Résumé
La sclérose latérale amyotrophique (SLA) est une maladie neurodégénérative caractérisée par une paralysie musculaire diffuse progressive due à la perte inexorable des neurones moteurs dans le cortex moteur primaire, le tractus corticospinal, le tronc cérébral et la moelle épinière.

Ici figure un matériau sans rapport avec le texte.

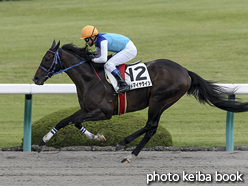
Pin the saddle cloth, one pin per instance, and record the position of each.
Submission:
(136, 75)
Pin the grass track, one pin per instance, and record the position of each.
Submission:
(207, 37)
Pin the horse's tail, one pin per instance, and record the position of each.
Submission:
(208, 92)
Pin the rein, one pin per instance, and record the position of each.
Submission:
(51, 70)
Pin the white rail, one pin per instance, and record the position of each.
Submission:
(30, 89)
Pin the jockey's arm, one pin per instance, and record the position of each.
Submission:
(101, 53)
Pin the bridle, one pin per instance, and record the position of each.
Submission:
(52, 70)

Au cours de la maladie, lorsque les neurones moteurs phréniques sont impliqués, une faiblesse diaphragmatique se développe, entraînant une insuffisance respiratoire restrictive, qui est la principale cause de morbidité et de mortalité. La ventilation non invasive (VNI) compense l'insuffisance du diaphragme et corrige les symptômes associés, et il a été démontré qu'elle prolonge la survie des patients et améliore leur qualité de vie.
La dénutrition est un autre facteur pronostique reconnu. Plusieurs mécanismes ont été décrits, parmi lesquels un état d'hypermétabolisme et une réduction de l'apport alimentaire secondaire aux difficultés de mastication, à la dysphagie, à une perte de dextérité des membres supérieurs, à une perturbation de la sécrétion salivaire ou à des troubles psychologiques. De plus, la dysfonction diaphragmatique joue un rôle direct dans l'apparition de la dénutrition, car la contraction compensatoire des muscles accessoires du cou augmente la dépense énergétique au repos.
Cependant, les sensations hédoniques déclenchées par un repas jouent un rôle dans le contrôle de l'apport alimentaire au-delà du simple équilibre énergétique entre l'apport calorique et la dépense énergétique. La sensorialité olfacto-gustative pourrait donc jouer un rôle dans l'état nutritionnel des patients souffrant de SLA.
La dysfonction diaphragmatique peut également influencer l'état nutritionnel par d'autres mécanismes. Par exemple, la réduction de la capacité inspiratoire associée à l'insuffisance diaphragmatique réduit l'olfaction chez un groupe de patients tétraplégiques. Un dysfonctionnement sensoriel central pourrait exacerber ce phénomène. Bien qu'il soit conventionnellement considéré qu'il n'y a pas de manifestations sensorielles au cours de la SLA, des anomalies mineures mais diffuses des nerfs et des potentiels d'action sensoriels ont été observées. Une altération centrale de la sensorialité olfacto-gustative pourrait faire partie des manifestations neurologiques de la SLA. De plus, des déficits olfactifs se produisent dans d'autres maladies neuromusculaires avec atteinte centrale, telles que la myasthénie, la maladie de Parkinson ou la maladie d'Alzheimer, en l'absence d'une atteinte cognitive ou diaphragmatique concomitante.
Notre hypothèse est qu'une fonction olfacto-gustative altérée favorise l'apparition de la dénutrition dans la SLA.
La prise en charge nutritionnelle actuelle consiste à garantir un apport calorique adéquat en prescrivant des suppléments alimentaires oraux ou en insérant une gastrostomie. Prendre en compte de manière personnalisée les préférences alimentaires lors des conseils diététiques ou un potentiel déficit olfacto-gustatif, en renforçant les odeurs ou les saveurs pendant la consommation alimentaire, serait une voie thérapeutique supplémentaire intéressante pour améliorer l'état nutritionnel des patients, leur qualité de vie et leur pronostic.